Desde siempre las pesadillas
se repiten. A mi padre lo perseguía un dragón rojo que quería calcinarlo y que
terminó acabando con él. A mí no me
persigue nadie. Yo, en mis sueños, estoy perdido, a veces en un lugar hermoso,
solitario, muy triste. Y de todos esos lugares, no sé cómo escapar. Porque mi
único deseo es escapar, y no encuentro la forma de hacerlo.
Anoche desperté con terror.
No grité como hacen los demás, pero temblaba y sudaba, buscando a mí alrededor
la sombra del sueño que al cabo de
varios minutos todavía rondaba por el cuarto a oscuras. Ahora que logré estar
un rato solo, trato de describir esa pesadilla:
Era la ciudad y había frio.
La calle de adoquines, húmeda, junto a un mar espeso. La entrada del hotel
moderna, con sillas y sofás y plantas verdes y rojas. La habitación donde
dormía, un espacio cuadrado donde casi no podía moverme. Busco en las gavetas
de un mueble blanco, afeminado y antiguo. No encontraba nada porque los cajones
estaban vacíos, y no paraba de abrirlos, desde el primero de arriba hacia
abajo, y después a la inversa.
Salgo al pasillo, y mientras
caminaba, las paredes se encogían o se anchaban y susurraban a mi paso. Parada
en la puerta de otro cuarto está la
mujer que había visto sentada en la entrada introduciendo las manos en la
tierra de las macetas. Abría las manos, y volvía a vaciar la tierra, y las
enterraba, recogiendo más. Me miró, y
los ojos eran verdes intensos, acuosos, como de un reptil viejo.
─ Te cuesta la ciudad,
¿verdad? ─ me dice cuando me acerco.
─ ¿Siempre es así el frío y
el mar? ─ pregunto.
─ Solo en la tierra hay
calor ─ es su respuesta.
Salgo a la calle.
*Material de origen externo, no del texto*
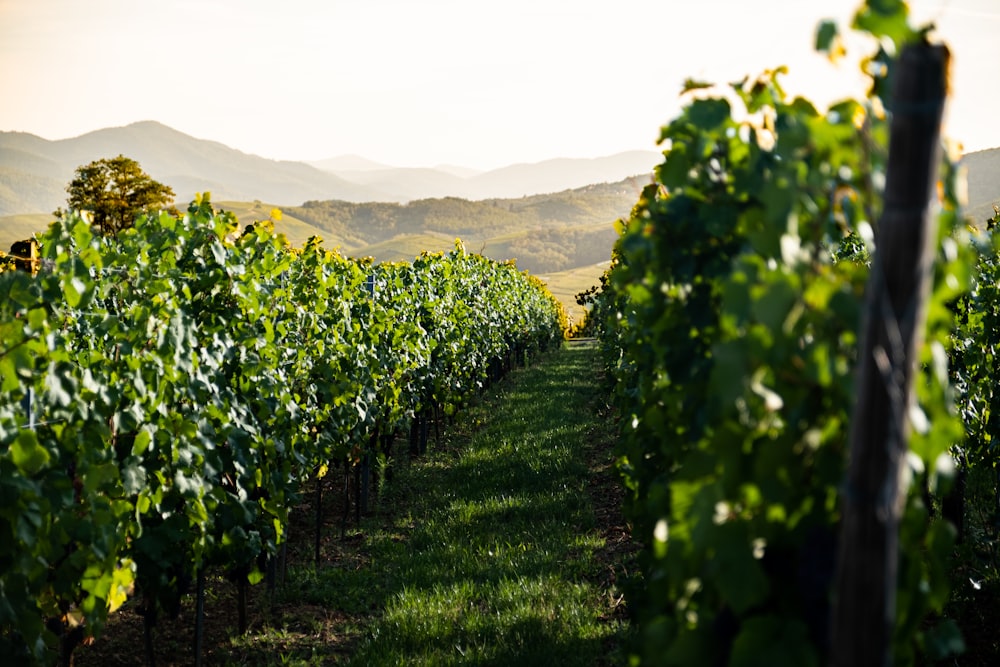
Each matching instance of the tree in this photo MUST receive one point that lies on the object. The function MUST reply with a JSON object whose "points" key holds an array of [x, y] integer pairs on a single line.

El mar se
encarama por las paredes y deja una capa viscosa que chorrea lentamente. Las
personas parecen no darse cuenta de que caminan sobre basura, enjambres de
insectos, zapatos, trozos de embarcaciones. Van hacia varios puntos de la
ciudad con determinación, atravesando todo lo que se interpone a sus pasos.
Me siento sobre los
adoquines de frente a las olas que se acercan reptando hasta mis pies. Tengo
frío. Miro a mí alrededor y estoy solo, y trato de recordar qué era lo que
buscaba en las gavetas del mueble blanco.
La mujer de los ojos de
reptil se sienta a mi lado y recoge, en un gesto que la hace hermosa, las
piernas, y apoya el mentón a las rodillas.
─ Ya no me voy; antes sí,
pero ahora ya no quiero irme más ─ dice de pronto.
Parece que le hablara al
mar.
─ Quiero irme, pero no
encuentro la forma ─ le digo, tratando de que la angustia no me delate.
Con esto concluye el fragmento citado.